When a company pays for a product or service prior to the product being used or the service being provided to the company.

Notes receivable

Written promise to obtain a specific sum of money on a specified future date; recorded by the holder of the agreement.

Bond

Written promise to pay the par (or face) value and interest at a stated contract rate; often issued in denominations of $1,000.

Expanded accounting equation

Assets = Liabilities + Contributed capital + Retained earnings + Revenues − Expenses − Dividends.

Accounting equation

Assets = Liabilities + Equity

Liquidity

Availability of resources to meet short-term cash requirements.

Trial balance

A list of all ledger accounts and their balances at a point in time. This is NOT a financial statement.

Chart of accounts

A list of all ledger accounts with an identification number assigned to each account.

General ledger

A record of all accounts used by a company and shows the beginning balance, increases, decreases, and ending balance in each of the accounts.

Corporation

A separate entity with the same rights and responsibilities as a person, pays additional income taxes, issues stock to shareholders, and has an indefinite business life.

Contra account

Account linked with another account and having an opposite normal balance; reported as a subtraction from the other account's balance.

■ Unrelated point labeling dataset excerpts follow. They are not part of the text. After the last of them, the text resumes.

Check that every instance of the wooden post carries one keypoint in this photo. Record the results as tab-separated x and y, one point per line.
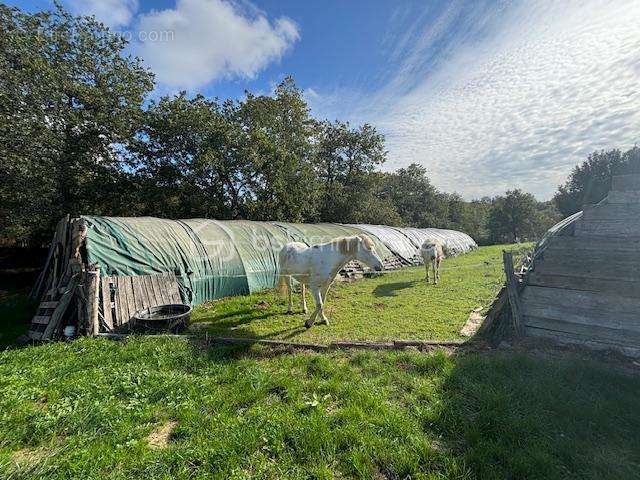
512	290
92	293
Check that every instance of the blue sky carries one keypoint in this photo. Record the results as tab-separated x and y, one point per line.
487	94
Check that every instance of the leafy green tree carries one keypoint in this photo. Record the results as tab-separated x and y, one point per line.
187	158
514	217
346	160
278	144
70	101
590	181
415	199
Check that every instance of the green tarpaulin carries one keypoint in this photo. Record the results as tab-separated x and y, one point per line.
213	259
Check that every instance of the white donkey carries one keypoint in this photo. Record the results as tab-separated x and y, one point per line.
432	253
316	267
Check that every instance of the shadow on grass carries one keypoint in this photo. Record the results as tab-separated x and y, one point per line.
391	289
494	415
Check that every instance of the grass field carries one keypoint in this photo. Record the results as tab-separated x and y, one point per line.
394	305
166	408
160	408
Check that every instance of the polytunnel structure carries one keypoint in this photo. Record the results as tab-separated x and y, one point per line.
139	260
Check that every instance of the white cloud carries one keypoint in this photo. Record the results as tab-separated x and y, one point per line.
114	13
517	99
204	40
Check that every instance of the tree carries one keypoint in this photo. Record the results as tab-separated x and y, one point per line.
590	181
415	199
71	100
346	160
514	217
279	131
187	158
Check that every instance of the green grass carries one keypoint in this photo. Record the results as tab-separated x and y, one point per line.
92	408
16	312
394	305
86	409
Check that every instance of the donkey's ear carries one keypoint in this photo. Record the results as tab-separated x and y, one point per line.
344	245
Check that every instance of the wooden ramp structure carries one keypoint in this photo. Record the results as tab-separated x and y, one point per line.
584	287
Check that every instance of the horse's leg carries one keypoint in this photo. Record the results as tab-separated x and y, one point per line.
323	293
290	289
304	298
317	298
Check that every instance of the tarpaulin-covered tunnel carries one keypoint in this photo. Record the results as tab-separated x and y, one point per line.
111	268
213	259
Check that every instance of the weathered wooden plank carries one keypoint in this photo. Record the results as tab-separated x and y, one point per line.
593	258
50	304
58	313
593	243
92	296
121	299
169	287
106	302
625	183
140	294
131	302
588	332
147	284
589	284
512	290
623	197
608	227
582	315
568	338
159	290
578	298
608	270
174	289
617	212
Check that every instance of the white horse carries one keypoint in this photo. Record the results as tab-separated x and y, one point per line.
432	253
316	267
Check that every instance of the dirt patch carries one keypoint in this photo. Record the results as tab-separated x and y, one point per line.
161	436
473	323
28	456
262	305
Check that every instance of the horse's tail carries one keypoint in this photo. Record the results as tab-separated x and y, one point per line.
281	287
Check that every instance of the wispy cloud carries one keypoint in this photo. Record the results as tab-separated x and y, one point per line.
518	93
114	13
212	39
197	42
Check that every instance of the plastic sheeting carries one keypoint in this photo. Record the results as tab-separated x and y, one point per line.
455	242
396	241
213	259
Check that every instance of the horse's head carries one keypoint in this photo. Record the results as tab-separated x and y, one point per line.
363	249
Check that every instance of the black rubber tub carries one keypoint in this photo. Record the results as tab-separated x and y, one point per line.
163	318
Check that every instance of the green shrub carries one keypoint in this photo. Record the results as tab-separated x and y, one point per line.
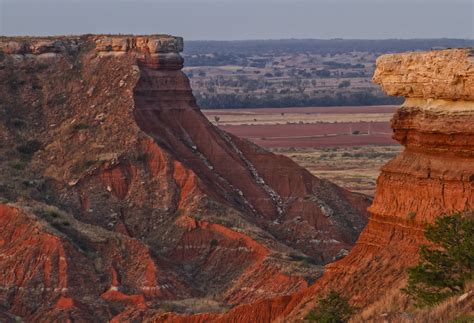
29	148
333	308
445	267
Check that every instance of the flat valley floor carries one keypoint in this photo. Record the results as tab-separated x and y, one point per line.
346	145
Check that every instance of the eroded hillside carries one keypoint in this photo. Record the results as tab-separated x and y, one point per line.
120	200
432	177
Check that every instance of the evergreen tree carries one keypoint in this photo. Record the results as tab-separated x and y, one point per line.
446	265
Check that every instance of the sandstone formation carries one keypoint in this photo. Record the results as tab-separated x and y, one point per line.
119	200
432	177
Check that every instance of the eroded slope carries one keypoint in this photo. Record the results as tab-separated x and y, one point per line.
120	200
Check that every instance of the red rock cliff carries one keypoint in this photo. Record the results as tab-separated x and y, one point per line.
121	201
432	177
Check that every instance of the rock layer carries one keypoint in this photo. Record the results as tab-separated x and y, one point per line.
433	176
121	201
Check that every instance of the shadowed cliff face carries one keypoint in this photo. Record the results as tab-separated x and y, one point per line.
119	200
432	177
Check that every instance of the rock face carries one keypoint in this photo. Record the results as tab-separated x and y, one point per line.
119	200
432	177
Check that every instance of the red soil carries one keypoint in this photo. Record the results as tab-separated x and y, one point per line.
315	135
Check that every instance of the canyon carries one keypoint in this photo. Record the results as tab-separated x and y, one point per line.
120	201
432	177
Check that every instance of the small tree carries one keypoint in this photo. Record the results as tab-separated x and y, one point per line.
333	308
445	267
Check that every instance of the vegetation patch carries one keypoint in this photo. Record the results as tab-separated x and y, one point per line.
334	308
446	266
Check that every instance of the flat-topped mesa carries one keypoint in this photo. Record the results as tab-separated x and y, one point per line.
123	154
432	177
155	51
442	74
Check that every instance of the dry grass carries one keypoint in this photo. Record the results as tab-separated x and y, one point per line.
269	119
354	168
396	307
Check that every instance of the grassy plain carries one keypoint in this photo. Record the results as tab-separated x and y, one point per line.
346	145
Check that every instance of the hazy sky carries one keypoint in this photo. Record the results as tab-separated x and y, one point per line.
242	19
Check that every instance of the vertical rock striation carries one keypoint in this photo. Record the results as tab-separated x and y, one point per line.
122	200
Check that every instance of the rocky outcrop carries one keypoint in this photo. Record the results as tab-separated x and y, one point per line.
433	176
119	200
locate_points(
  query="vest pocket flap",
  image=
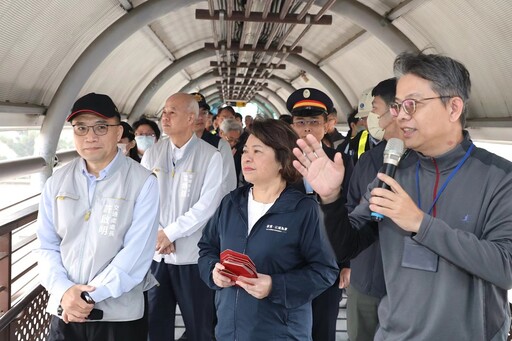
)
(66, 195)
(161, 169)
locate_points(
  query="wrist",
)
(329, 199)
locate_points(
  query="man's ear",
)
(456, 106)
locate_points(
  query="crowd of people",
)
(137, 224)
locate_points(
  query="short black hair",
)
(279, 136)
(352, 117)
(386, 90)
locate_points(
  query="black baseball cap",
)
(98, 104)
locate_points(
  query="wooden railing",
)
(22, 299)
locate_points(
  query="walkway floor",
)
(341, 325)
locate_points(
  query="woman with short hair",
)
(280, 229)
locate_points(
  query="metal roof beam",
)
(308, 19)
(249, 65)
(259, 48)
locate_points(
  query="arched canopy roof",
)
(139, 52)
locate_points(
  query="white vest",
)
(180, 188)
(92, 235)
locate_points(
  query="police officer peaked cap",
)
(308, 102)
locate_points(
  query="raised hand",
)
(324, 175)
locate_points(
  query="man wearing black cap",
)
(97, 229)
(309, 108)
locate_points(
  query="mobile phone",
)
(96, 314)
(86, 297)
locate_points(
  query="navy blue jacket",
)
(289, 244)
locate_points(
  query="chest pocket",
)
(65, 203)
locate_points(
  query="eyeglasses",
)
(99, 129)
(145, 134)
(231, 139)
(311, 123)
(409, 105)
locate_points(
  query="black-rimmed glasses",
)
(409, 105)
(98, 129)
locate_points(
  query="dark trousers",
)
(136, 330)
(362, 315)
(180, 284)
(325, 313)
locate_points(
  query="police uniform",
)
(310, 102)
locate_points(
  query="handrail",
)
(11, 314)
(12, 169)
(22, 216)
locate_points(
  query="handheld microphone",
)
(392, 154)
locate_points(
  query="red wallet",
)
(237, 264)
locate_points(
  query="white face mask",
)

Measurement/Cost principle

Accounting information is measured on a cash or equal-to-cash basis. If a company receives $1,000 for services, those services are valued at $1,000.

Accrual basis accounting

Accounting system that recognizes revenues when goods or services are provided and expenses when incurred; the basis for GAAP.

Permanent accounts

Accounts that reflect activities related to one or more future periods; balance sheet accounts whose balances are not closed.

Temporary accounts

Accounts used to record revenues, expenses, and withdrawals (dividends for a corporation); they are closed at the end of each period.

Operating activities

Activities that involve the production or purchase of merchandise and the sale of goods or services to customers, including expenditures related to administering the business.

Capital expenditures

Additional costs of plant assets that provide material benefits extending beyond the current period.

Net income

Amount earned after subtracting all the expenses from all the revenues for a period.

Principal of a note

Amount that the signer of a note agrees to pay back when it matures, not including interest.

Accounts receivable

Amounts due from customers for credit sales; backed by the customer's general credit standing.

Book value

Asset's acquisition costs less its accumulated depreciation (or depletion, or amortization); also sometimes used synonymously as the carrying value of an account.